Stanford Health Care Appoints First Chief Data Scientist | Information Center
For example, researchers at Stanford Medicine are already demonstrating how algorithms could help doctors differentiate between new disease subtypes, allowing them to accurately treat individual patients. AI could help healthcare teams provide better end-of-life advice or iron out scheduling issues, by anticipating people who might miss an appointment and sending additional reminders. The algorithms could help doctors proactively monitor patient records and flag patients who may have undiagnosed genetic disorders.
“It’s about improving patient care,” Shah said. “I want patients to say, ‘This is the most proactive care I’ve ever had’, or ‘The planning was a breeze’ or ‘My surgery was delayed, but thank God my wife was informed that she should come an hour later. .’ These things aren’t necessarily going to be the basis of big, flashy newspapers, but that’s okay.
Implementing artificial intelligence throughout the healthcare delivery system will undoubtedly be a boon for patients and providers, Shah said. The trick, he added, is to integrate AI in a way that doesn’t disrupt an already strained healthcare ecosystem.
“Furthermore, we must be mindful of fairness and justice when considering adopting AI-guided decision-making and be open to the possibility that there are situations in which we should not. use AI,” Shah said. “Creating and integrating an algorithm into any workflow will have ripple effects that go beyond what the algorithm does. So we are thinking about integrating AI as a global delivery science. It’s not just the algorithms that we need to consider; algorithms and clinicians must work as partners.
The goal is not for every decision to be made by an algorithm but for every decision to be supported by an algorithm, he added.
A (hypothetical) example
Shah further illustrates the potential of artificial intelligence through a somewhat futuristic hypothetical patient scenario. Vera, a 60-year-old woman with a history of high blood pressure and asthma, goes to the hospital. She arrives with a shortness of breath. Her doctor should diagnose and treat her condition and consider how to monitor her future health risks, such as heart failure, as well as assess her risk for chronic conditions, such as heart attack, stroke, and kidney failure. . That’s a lot of data to collect.
But what if Vera could don a wearable device that monitors her heart rate, breathing, blood sugar and blood pressure?
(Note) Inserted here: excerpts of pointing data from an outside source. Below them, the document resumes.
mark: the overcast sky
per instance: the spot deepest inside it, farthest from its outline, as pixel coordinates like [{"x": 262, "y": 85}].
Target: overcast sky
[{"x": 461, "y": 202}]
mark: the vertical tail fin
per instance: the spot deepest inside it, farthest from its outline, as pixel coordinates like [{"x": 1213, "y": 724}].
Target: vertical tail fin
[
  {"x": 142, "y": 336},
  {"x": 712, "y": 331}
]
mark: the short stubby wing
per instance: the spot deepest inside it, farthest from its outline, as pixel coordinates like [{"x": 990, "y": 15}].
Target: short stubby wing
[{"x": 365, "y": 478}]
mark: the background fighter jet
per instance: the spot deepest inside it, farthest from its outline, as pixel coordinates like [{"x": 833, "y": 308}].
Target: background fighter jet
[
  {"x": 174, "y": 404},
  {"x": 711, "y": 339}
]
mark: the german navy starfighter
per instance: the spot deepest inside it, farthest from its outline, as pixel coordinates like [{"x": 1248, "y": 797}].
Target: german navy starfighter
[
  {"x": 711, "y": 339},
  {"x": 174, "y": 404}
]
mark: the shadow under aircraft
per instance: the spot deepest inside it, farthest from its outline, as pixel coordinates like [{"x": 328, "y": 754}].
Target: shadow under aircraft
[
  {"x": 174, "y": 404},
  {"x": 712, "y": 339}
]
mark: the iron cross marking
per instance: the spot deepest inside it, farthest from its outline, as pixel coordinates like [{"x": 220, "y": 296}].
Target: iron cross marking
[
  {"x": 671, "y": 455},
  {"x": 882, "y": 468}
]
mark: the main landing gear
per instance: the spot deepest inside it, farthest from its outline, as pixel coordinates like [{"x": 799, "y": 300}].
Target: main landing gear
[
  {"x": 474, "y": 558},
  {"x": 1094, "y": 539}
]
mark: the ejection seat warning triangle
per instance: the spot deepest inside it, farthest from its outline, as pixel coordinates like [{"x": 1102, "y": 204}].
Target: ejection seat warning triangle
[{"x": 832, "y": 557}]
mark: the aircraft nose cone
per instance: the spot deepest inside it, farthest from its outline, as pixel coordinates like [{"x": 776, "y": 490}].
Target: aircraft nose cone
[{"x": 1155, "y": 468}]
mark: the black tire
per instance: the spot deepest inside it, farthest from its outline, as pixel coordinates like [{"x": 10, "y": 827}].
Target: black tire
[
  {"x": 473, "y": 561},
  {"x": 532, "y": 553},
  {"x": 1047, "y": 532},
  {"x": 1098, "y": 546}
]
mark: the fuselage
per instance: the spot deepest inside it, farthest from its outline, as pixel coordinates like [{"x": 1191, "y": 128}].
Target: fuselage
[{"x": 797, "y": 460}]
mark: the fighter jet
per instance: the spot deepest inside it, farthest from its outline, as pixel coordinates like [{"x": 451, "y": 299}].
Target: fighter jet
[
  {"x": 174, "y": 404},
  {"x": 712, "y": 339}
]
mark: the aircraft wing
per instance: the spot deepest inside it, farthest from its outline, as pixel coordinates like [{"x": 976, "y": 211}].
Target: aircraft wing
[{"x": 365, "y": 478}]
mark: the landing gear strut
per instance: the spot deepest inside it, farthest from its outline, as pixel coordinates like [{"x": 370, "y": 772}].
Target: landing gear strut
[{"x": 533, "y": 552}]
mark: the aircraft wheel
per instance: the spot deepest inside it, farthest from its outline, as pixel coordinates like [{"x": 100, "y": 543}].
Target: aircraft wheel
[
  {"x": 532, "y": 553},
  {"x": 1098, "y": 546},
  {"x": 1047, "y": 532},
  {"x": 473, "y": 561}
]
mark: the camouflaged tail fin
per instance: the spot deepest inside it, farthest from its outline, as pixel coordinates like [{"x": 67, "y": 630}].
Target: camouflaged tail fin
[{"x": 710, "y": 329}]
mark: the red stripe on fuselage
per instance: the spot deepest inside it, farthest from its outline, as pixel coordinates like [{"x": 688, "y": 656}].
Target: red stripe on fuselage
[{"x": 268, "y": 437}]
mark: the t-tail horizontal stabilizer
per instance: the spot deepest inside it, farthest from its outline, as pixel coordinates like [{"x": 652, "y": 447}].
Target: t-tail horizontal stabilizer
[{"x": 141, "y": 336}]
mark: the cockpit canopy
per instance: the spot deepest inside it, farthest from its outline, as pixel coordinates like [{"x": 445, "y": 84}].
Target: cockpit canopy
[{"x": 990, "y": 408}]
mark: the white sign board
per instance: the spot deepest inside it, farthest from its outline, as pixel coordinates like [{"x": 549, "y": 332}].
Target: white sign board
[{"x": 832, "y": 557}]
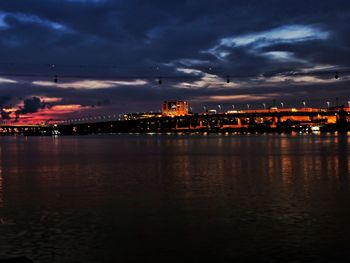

This continuous stream of data would provide a real-time view of Vera’s health, and with AI-powered algorithms, her care team could precisely and accurately monitor her health. (Perhaps a prolonged, irregular heartbeat would trigger an alert for her doctor, and a scheduling system would automatically contact her with the times of an available appointment.)
Although this case is hypothetical and Vera fictional, the situation she finds herself in is common for patients and providers.
“What if we could do that – and more – for every patient? Broadly speaking, part of that is looking at how AI can support personalization in healthcare at scale,” Shah said. “The goal is to bring AI to clinical use in a safe, ethical and cost-effective way, basically.”